By Stephen Brookes • The Washington Post • April 11, 2012
The Arditti String Quartet is one of the most formidable new-music ensembles on the planet, and its appearance at the Library of Congress on Tuesday night was something of an event: a marathon, three-hour concert that ranged from an early modernist quartet by Alban Berg to a dazzling new piece by the 40-something British composer Thomas Ades. And given that the evening was part of this year’s John Cage Centennial (watch for a major festival of his work here in September), it made sense that violinist Irvine Arditti and pianist Stephen Drury would open with a spare, stunning and quintessentially “Cageian” work by the late American master.Little actually happens, in the usual sense, in Cage’s “Two4.” Thin, sustained notes on the violin float quietly over distant chords on the piano, like cirrus clouds high over a vast and unending desert. But out of these slight materials Cage builds music of nearly unfathomable beauty; there’s a wonder-inducing sense of immensity to it, a sense of music that exists as part of the universe, infinitely serene and utterly indifferent to our little human dramas. The impact was unsettling, as if our minds had been scraped clean of everything nonessential. Arditti and Drury had to break for an intermission at the end, to let us all return to earth and resume our usual chatter.
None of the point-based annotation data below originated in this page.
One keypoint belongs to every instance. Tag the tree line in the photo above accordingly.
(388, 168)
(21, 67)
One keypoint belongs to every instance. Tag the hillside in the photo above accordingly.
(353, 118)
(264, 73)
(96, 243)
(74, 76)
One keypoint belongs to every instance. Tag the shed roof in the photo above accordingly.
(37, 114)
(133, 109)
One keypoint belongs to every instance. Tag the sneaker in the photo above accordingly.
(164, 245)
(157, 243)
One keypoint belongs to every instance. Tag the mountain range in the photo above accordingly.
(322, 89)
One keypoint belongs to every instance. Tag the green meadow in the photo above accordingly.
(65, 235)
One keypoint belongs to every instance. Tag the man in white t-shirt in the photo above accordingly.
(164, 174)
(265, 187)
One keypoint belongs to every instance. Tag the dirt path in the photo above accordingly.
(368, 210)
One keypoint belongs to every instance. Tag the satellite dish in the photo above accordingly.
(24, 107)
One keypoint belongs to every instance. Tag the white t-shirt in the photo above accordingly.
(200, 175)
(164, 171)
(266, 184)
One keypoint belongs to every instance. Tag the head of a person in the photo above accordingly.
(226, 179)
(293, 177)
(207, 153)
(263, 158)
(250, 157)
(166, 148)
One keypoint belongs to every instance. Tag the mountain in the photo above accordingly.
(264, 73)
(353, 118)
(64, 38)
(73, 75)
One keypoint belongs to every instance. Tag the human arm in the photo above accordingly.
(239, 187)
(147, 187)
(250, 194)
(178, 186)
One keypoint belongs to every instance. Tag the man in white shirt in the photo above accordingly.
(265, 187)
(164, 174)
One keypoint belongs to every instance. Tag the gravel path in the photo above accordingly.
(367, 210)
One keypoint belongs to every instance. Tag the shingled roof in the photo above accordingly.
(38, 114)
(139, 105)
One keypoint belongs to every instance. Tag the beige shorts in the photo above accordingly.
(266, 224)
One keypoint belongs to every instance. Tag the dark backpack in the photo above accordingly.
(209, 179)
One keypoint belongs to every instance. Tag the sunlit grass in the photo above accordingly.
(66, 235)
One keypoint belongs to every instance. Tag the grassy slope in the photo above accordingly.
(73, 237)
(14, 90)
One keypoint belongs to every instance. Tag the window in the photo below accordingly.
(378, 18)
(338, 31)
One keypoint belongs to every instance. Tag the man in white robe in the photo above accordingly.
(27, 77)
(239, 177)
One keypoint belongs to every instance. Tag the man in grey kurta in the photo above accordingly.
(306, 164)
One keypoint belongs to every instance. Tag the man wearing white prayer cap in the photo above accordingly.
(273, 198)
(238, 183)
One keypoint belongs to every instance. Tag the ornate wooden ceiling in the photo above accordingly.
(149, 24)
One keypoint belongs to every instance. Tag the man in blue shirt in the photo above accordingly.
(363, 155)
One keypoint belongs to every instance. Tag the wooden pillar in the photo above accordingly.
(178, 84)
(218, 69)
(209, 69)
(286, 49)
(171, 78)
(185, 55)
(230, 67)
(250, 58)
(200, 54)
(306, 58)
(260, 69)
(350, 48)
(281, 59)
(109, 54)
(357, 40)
Cage famously declared that “Beethoven was wrong,” so the Arditti’s members may have been winking a bit as they launched into Beethoven’s Grosse Fuge, Op. 133, a piece as passionate as the Cage is serene. The quartet played it skillfully enough, but for a work that usually explodes out of the gate and thunders into the heavens, it came off with all the fire of a nice cup of tea. Alban Berg’s String Quartet, Op. 3, which followed, was a rich and ravishing thing, however, unfolding in a heady sweep of always-surprising ideas; a memorable and deeply satisfying performance in every way.
Bela Bartok’s Quartet No. 4 in C made a powerful close to the evening, but it was Ades’s less familiar “Four Quarters” that really made the ears stand up and jump around. A fascinating, virtuosic and spectacularly colorful journey through the course of a day, it’s a real gem — and proof, if any were needed, that the string quartet genre is still alive, well and inspiring brilliant new work.